# hair like algae growing on my java fern



## Will91

Hi all:

I am completely new to live plants and have started with a java fern and a anubias nana plant that I have tied to my African root wood. I have recently noticed what appears to be either brown discoloration or brown algae grown on the java fern leaves. There also appears to be some "hair-like" algae extending upwards from the leaves.

I have a 26 US gallon tank with 0.5 W/gallon (intending on upgrading slightly to 1.1 W.gallon)that is on probably 8-10 hours/day and am using about 1 ml of SeaChem Fluorish once per week. I am not using any CO2.

I also have an algae eater (not sure the exact species) that seems to do a great job on the glass and everything else.

Advice appreciated. Thanks.


----------



## Sumo82

well, honestly, I probably wouldn't use any ferts in your tank. Your fern should grow just fine without it and that might be the cause of your algae,the Flourish.


----------



## mwaters

*Check this out*

go to: http://www.theplantedtank.co.uk/algae.htm

This might help you out with the algae issue as i have a 20 gallon tank that i have started up recently and i have that green beard stuff too. i have anubias, fern, and crypts and all had that hair algae on them. this website helped me out. although make sure your fish match up. i have angel rams and tetras so i cant put too many different types of fish together, i dont want dead fish or fighting ones either...

i hope this helps!!


----------



## ralph50

Cut back on the ferts.

Get some more small plecos or ottos.

Are you sure it is algae???

Java fern babies are "born" on the leaves where they grow brown hair like roots. They look like small brown brushes on mine.
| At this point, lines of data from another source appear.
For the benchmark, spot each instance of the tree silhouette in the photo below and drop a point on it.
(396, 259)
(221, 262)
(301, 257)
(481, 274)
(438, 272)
They are designed to float away and find something to cling onto with their roots.


----------



## Oscar17

My situation is similar. My tank is a 33 gallon that I started 9 months ago. I reasently bought a large Java Fern, about 2 months ago and it has the little brown hair (Algae I guess) growing at the tips, "upward" as you said, (not to be confused with the plants little brown roots that drop down from the bottom part of the leaf). I've just performed a water change yesterday and removed a big leaf, that had a big beard of the stuff at the tip. I've noticed that the leaves that are shadded by the big leaves of my _Nomaphila agustifolia _hanging over it, don't have the "brown hair algae". My tank has two 59cm long, 18w (one bulb daylight & one warmlight) so 36 watts total-plus reflectors. I only just started fertilizing with "Amtra fertilizer" two water changes ago (I change 20% every 2 weeks), this is when I dose but only HALF the recommended dose with the new water after it's been conditioned. I've read that we should all learn to live with a little bit of algae and I agree, I just don't like when it takes over my plants. I have some algae growing on a big conch (shell) and a big piece of drift wood and it doesn't look bad it makes it look more natural. These are my control points, I read you should always leave some algae growing on a rock or piece of wood that you don't disturb and this will keep you from having big out bursts.

I don't know if any of this will help. I've been at this for a year now, so I'm still learning too.

Juwel -Rio 125 liter (33 gal): European water, (pH 8.0 out of the tap), (tank pH: 7.6-7.9), (KH 7), (no CO2), Dupla "Root" fert. mixed in bottom third of substrate, x15 Guppies, x20 dwarf blue shrimp, +fry.


----------